Toxic Productivity Part 3: Get Off the To-Do List Hamster Wheel 

Toxic Productivity, Part 4: Find the Flip Side of Productivity Hacks

Toxic Productivity Part 5: Technology and a Hungry Ghost

EMBRACE THE SLOWNESS AND VEG OUT

Maybe you are as burned out as the J9 toast in the grid below.

If you just made it to the end of the school year with one last nerve intact, you might feel like you have run a gauntlet. While we often talk about end-of-the-year stress and how people’s lives are overloaded from Thanksgiving up through the New Year, springtime can tip the scales as well. While introverts may be able to cocoon in winter, everyone’s expected to get more sociable as the weather gets warmer. Then there’s the stress of tax time. And, as always, there’s work.

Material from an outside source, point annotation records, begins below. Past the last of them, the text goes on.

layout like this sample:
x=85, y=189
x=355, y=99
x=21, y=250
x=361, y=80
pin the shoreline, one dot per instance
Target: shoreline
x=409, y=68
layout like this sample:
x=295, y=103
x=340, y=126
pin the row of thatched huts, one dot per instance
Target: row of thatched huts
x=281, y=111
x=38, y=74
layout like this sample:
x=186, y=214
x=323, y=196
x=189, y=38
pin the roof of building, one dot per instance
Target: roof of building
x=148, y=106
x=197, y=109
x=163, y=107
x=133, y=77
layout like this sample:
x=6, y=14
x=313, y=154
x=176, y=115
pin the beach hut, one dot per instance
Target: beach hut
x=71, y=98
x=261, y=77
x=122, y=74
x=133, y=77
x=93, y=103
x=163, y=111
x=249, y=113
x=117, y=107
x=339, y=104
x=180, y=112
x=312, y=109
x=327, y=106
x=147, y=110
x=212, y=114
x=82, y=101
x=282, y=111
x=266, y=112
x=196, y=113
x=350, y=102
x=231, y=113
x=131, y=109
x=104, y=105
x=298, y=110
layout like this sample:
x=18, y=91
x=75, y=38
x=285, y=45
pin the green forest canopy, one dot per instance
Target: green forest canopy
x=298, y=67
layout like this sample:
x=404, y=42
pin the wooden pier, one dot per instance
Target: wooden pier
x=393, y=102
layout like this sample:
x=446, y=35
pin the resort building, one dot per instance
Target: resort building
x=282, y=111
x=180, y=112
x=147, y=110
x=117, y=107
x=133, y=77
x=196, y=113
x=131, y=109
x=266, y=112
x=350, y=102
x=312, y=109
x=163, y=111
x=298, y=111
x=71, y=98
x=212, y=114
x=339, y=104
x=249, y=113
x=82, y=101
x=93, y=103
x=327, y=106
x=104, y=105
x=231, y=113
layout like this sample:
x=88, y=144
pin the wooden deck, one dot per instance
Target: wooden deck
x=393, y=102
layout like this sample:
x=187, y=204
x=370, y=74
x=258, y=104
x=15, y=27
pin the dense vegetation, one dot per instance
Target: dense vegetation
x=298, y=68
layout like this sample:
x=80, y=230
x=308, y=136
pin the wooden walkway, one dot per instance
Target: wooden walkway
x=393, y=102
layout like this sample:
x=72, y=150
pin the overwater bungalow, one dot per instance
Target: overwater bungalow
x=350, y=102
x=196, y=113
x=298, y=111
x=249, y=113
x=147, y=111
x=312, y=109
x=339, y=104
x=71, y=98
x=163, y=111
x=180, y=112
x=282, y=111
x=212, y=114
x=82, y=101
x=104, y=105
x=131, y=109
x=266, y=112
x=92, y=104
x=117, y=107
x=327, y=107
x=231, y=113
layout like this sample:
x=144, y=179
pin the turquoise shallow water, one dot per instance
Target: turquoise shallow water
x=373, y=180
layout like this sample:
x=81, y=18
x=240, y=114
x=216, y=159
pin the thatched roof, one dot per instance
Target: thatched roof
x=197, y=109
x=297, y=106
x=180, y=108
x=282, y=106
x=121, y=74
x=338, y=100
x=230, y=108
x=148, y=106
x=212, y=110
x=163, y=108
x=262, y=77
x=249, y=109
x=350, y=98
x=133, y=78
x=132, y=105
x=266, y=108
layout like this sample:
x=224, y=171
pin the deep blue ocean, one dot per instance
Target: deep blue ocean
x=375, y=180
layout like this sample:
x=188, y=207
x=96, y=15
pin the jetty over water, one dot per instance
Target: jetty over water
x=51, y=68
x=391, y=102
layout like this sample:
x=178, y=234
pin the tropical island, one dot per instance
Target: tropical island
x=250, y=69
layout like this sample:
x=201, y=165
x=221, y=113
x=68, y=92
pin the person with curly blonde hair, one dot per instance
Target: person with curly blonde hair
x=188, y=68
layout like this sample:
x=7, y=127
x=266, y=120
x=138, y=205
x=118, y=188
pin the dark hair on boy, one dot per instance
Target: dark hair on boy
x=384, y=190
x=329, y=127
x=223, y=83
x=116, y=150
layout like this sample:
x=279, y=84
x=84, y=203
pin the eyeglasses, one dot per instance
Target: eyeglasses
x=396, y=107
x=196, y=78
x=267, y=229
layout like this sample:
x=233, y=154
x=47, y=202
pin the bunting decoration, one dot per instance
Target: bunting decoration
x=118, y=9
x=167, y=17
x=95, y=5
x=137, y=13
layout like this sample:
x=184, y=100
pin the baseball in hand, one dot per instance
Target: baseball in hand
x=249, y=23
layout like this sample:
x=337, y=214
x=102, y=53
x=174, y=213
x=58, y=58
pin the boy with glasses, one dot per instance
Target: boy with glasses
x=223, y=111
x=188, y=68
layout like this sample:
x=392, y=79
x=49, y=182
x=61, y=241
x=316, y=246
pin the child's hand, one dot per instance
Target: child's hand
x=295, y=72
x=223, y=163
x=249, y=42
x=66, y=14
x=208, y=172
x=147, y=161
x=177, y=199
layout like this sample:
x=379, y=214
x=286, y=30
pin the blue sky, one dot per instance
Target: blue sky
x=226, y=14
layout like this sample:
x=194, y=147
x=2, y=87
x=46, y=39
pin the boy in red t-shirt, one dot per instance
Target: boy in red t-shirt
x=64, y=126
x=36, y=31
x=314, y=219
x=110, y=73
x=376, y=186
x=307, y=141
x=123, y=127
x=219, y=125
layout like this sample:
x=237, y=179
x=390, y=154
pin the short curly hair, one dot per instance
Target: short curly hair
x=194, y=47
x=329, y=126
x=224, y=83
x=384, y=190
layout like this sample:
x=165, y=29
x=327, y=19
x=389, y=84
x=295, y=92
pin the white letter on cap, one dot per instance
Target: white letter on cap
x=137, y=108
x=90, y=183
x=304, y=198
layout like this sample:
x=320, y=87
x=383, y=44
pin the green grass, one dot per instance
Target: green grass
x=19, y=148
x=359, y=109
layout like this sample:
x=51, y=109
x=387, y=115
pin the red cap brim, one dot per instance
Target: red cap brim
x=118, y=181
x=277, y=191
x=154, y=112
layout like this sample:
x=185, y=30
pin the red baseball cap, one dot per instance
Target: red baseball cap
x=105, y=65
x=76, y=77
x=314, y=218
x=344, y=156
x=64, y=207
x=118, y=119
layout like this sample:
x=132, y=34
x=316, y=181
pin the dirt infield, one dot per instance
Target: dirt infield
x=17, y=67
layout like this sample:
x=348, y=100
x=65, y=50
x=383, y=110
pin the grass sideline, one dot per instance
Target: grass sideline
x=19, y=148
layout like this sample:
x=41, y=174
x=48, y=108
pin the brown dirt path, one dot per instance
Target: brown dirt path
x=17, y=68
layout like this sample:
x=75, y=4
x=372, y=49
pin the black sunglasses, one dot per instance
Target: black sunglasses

So, if you’ve got the opportunity to veg out, sleep until mid-day on the weekends, and scroll your phone until bedtime, you might be tempted to do so.

The problem? Your summer will be over before you know it with nothing to show for it except a possibly shorter to-be-read pile (nothing wrong with that) and a tan line. Before you give in to giving in, take another look at my post Organize Your Summer So It Doesn’t Disappear So Quickly.

I’m not saying you have to set summer goals, but consider taking some time out to consider whether you want to accomplish something (anything) with your summer, and then absorb the advice in that post to move yourself along.

FIND A MIDDLE PATH TO DO MORE WITH YOUR SLOW TIME

The following suggestions aren’t designed to make you feel like you have to do more — again, we’re not aiming to generate toxic productivity. Do less of the things that wear you down. For example, embrace meals where you can toss fresh or pre-cooked items into one big bowl drizzled with a nice vinaigrette. Eat more cold things on these hot days and feel refreshed. The more time you spend outside, the less mess to be made inside the house, and the less housework there will be!

The following ideas are things you can do during the slow periods so that when work or life ramps up later, you’ll feel more enthusiastic and supported. Let’s look at how you can organize your heart, your head, and your hands.

Organize Your Heart — Show Gratitude

I’m not talking about writing the thank you notes after you get holiday or birthday gifts. (Though, if you owe those, send them now and you’ll feel like you’ve made a huge accomplishment with little effort). Get a cute box of note cards and a stack of nifty stamps from the post office, and the next time somebody does something you appreciate, dash off just a few lines. You’d be amazed what a real piece of mail in the mailbox can do for someone else’s mood and how that delight can spread from person to person. (Be the butterfly!) 

Praise and tag the author of the book you just read on social media, and leave kudos on GoodReads.

Email praise and CC: the supervisors of service providers or colleagues who go above and beyond.

Leave glowing online reviews for the companies and workers who’ve done an excellent job; your praise helps others find them.

Promote the podcasts and blog posts of the friends and colleagues who have promoted things you’ve created — and even the ones who haven’t.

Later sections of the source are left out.